It is a widely held misconception that what makes a wine kosher is the blessing of a Rabbi. What actually makes a wine kosher has to do with the ingredients and equipment used to make the wine and who handles the wine.
There are three requirements for a wine to be considered kosher. First, orthodox Sabbath-observant Jews must handle the entire winemaking process under the supervision of a Rabbi, starting with the growing of the grapes all the way through bottling. Second, any ingredients used in the winemaking process must be kosher. Third, the equipment used to make and store the wine must be exclusively for kosher wine, and strict guidelines pertaining to the cleaning and sterilization of the equipment must be followed.
There are two types of kosher wine: non-mevushal kosher wine and mevushal kosher wine. Non-mevushal kosher wine, which is made using the typical winemaking process, loses its “kosherness” if it is opened or poured by someone who is not Jewish. By contrast, mevushal kosher wine remains kosher regardless of who opens, pours or consumes it. To make mevushal kosher wine requires an additional step during the winemaking process. The juice resulting from pressing the grapes needs to be brought to the boiling point and then cooled before fermentation begins. Nowadays, flash pasteurization is used to bring the liquid to the boiling point and cool it down within seconds, thus avoiding the negative impact on flavor that would result from boiling. Most kosher wine made and sold in the US is mevushal kosher wine.
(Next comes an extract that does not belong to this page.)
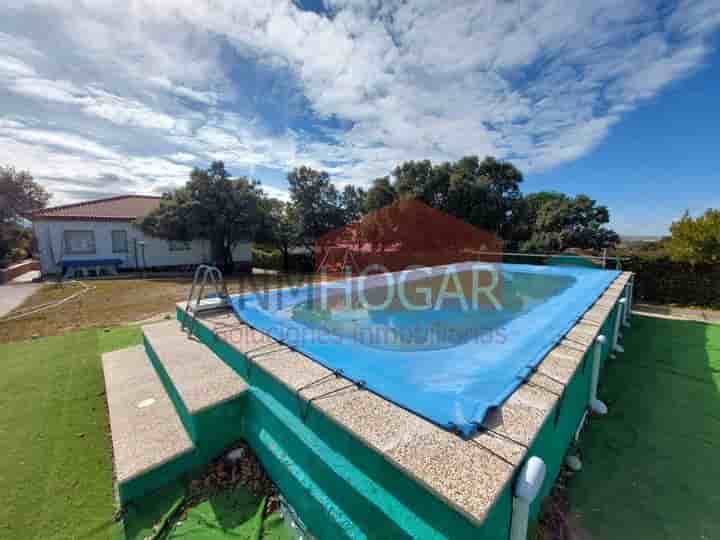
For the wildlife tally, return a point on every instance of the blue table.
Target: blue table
(71, 266)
Historically, kosher wine in the US has been associated with sweet wine produced from the concord grape (vitis labrusca), but over the past fifteen years there has been a dramatic increase in the quality and variety of kosher wine available. Today, wine-producing regions around the world, including California, France, Spain, Italy, Chile, Australia, New Zealand, South Africa and Israel are producing kosher wine in a broad variety of styles including Chardonnay, Sauvignon Blanc, Riesling, Pinot Noir, Merlot, Cabernet Sauvignon, Malbec, Zinfandel and Bordeaux.